Rheological analysis of the stability of pharmaceutical suspensions

Eva-Maria Kutschmann from Thermo Haake discusses use of rheology in determining the stability of drug suspensions

In addition to medicinal components, often present in only milligram amounts, a drug contains a number of additives, which give the preparation its required form. (eg. tablets, solution, gel, emulsion).

Many pharmaceutical compounds are produced in the form of a suspension. A well known example is antacids, which contain magnesium and aluminium hydroxide. Alongside these are sugar substitutes like Sorbitol and Mannitol as well as preserving agents (parabens). Suspensions are usually dispensed in bottles or sachets and are taken from a spoon.

The rheological properties of both liquid and semi-solid pharmaceutical products are important for the bottling process and for the selection of suitable packaging. A nasal spray, for example, needs to demonstrate a certain viscosity so that the active ingredient can be applied via a spray. Similarly, all products that are administered by drops (e.g. eye and ear preparations) must drop out of the bottle slowly under the effect of gravity.

With suspensions there is also the question of storage and transportability. The sinking of solid particles is not usually desirable.

extensive testing

Even without the bottle being shaken prior to use, the solid particles should be evenly distributed throughout the liquid and remain suspended, which is why stabilisers are added to a medicine in the form of polymers to give the product its required properties. During extensive tests, employing the shaking of the products as well as temperature changes, the newly developed medicines were divided into stable and unstable products.

Rheological research can help development chemists make reliable predictions about the stability of a new formulation at an earlier stage.

Rheological tests were carried out on two suspensions (figure 1). One of these suspensions is unstable (sample B) while the second demonstrates the required properties (sample A). The measurements were made using an air bearing rheometer and a cylinder geometry Z40 DIN at 20°C.

In order to gain a first impression of the products, a flow curve was performed in the CR mode. As neither product demonstrated thixotropy (i.e. the dependency of the liquid properties on shear rate and time spent under shear conditions), the flow curve can be produced as a simple, upward curve (in this example, 0 ; 700 s^-1 in three minutes, 200 data points).

The fundamental difference between product A (the stable suspension), and product B (unstable), can be seen from the flow curve.

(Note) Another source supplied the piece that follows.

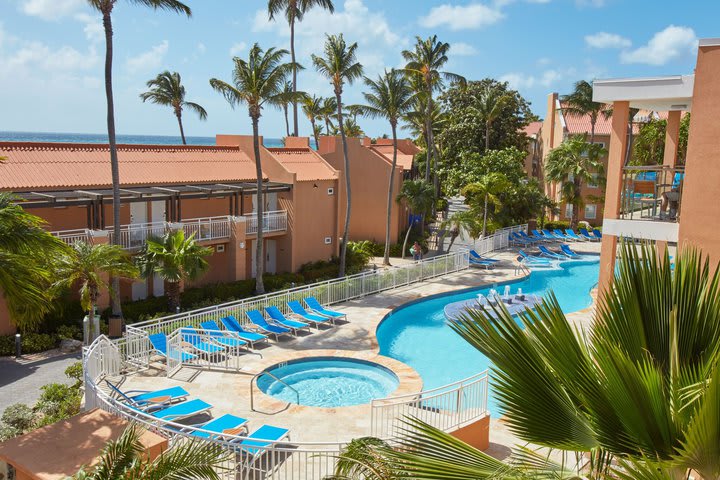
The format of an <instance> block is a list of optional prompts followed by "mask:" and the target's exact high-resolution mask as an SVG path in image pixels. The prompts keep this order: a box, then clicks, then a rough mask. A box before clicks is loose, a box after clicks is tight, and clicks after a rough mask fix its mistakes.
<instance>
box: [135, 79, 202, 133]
mask: <svg viewBox="0 0 720 480" xmlns="http://www.w3.org/2000/svg"><path fill="white" fill-rule="evenodd" d="M147 87H148V88H149V89H150V90H148V91H147V92H144V93H141V94H140V98H141V99H142V101H143V102H146V101H148V100H150V101H151V102H152V103H155V104H157V105H163V106H166V107H172V109H173V113H175V117H176V118H177V120H178V126H179V127H180V138H182V142H183V145H187V142H186V141H185V130H184V129H183V125H182V111H183V109H184V108H187V109H188V110H192V111H193V112H195V113H197V115H198V117H200V120H207V112H206V111H205V109H204V108H203V107H202V106H200V105H199V104H197V103H194V102H186V101H185V86H184V85H183V84H182V79H181V78H180V74H179V73H178V72H172V73H170V72H169V71H167V70H166V71H164V72H162V73H160V74H159V75H158V76H157V77H155V78H153V79H152V80H149V81H148V82H147Z"/></svg>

Product A demonstrates a higher yield point - this can be seen at the start of the flow curve.

The viscosity of product B is much lower at the same shear rate. In order to determine the yield point a controlled stress flow curve is constructed (figure 2). The yield point can be established by applying the deformation, γ, as a function of the controlled stress, τ, using a logarithmic axis calculation.

It is also very interesting to compare the viscoelastic properties of both products. This can be seen by performing an oscillation stress sweep (figure 3).

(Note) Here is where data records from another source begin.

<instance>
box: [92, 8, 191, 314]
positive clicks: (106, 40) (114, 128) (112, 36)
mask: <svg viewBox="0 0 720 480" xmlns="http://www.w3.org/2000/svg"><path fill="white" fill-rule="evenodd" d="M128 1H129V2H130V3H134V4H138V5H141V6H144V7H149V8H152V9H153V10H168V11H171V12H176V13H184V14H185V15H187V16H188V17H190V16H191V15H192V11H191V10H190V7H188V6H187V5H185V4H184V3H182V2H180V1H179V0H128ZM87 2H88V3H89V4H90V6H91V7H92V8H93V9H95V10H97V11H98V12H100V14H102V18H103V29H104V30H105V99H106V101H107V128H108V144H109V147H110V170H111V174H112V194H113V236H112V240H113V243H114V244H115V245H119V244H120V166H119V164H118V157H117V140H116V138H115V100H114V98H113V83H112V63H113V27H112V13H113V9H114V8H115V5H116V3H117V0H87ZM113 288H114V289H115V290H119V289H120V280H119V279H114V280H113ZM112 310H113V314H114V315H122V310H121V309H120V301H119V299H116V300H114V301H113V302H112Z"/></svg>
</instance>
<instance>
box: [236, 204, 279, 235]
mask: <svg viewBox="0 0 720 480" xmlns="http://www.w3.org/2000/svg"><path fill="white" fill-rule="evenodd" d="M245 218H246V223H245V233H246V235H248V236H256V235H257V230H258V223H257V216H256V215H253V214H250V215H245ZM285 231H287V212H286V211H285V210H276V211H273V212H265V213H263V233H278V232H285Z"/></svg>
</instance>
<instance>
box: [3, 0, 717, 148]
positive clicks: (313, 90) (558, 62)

With a constant oscillation frequency of 1Hz the amplitude is increased and the resulting modulus G' (dark blue line), is compared with the phase displacement angle d (light blue) for both products. The area in which the value of G' and δ (as well as G*, η*) remain constant, is described as the linear visco-elastic region.

A higher stability is generally expected from products with a wide linear visco-elastic region. This can be seen in figure 3 where the stable suspension A demonstrates an higher critical amplitude.

stable suspensions

If the point of critical amplitude is defined as where the increase of d is shown, a reading of 2.5Pa for product A will be shown, for B only 1Pa. Additionally product A demonstrated greater elasticity. This can be seen from the smaller phase shift angle δ when compared with suspension B.

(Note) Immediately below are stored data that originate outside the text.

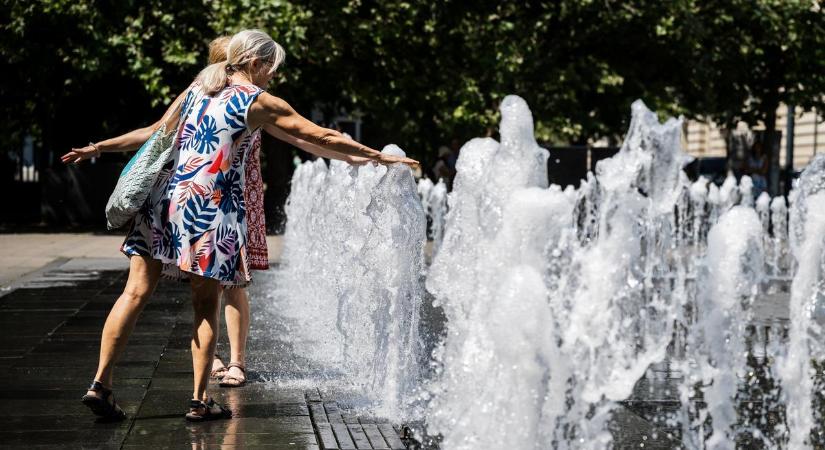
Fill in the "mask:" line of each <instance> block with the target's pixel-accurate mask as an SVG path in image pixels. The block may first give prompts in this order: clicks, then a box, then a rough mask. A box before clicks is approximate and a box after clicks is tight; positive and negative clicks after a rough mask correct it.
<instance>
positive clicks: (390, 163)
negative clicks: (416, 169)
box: [378, 153, 421, 169]
mask: <svg viewBox="0 0 825 450" xmlns="http://www.w3.org/2000/svg"><path fill="white" fill-rule="evenodd" d="M378 162H379V163H381V164H384V165H390V164H395V163H401V164H406V165H408V166H410V168H411V169H415V168H416V167H418V166H419V165H421V163H419V162H418V161H416V160H414V159H410V158H407V157H403V156H395V155H387V154H384V153H381V156H379V157H378Z"/></svg>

The loss factor, Tan δ, is also found here: it describes the relationship between the elastic and viscous components of the product.

The storage modulus G' that was measured for A is higher than that for B. Below the critical amplitude, the values of G' for sample A were 9.7 Pa, when d was at 24.5°. The corresponding values for product B were 3.6 Pa and 34.7°.

The use of an air bearing CS Rheometer with a cylinder geometry is beneficial to the development of a new storage-stable suspension.

With the minimum investment of time, various rheological parameters for stability can be reliably established and reproduced.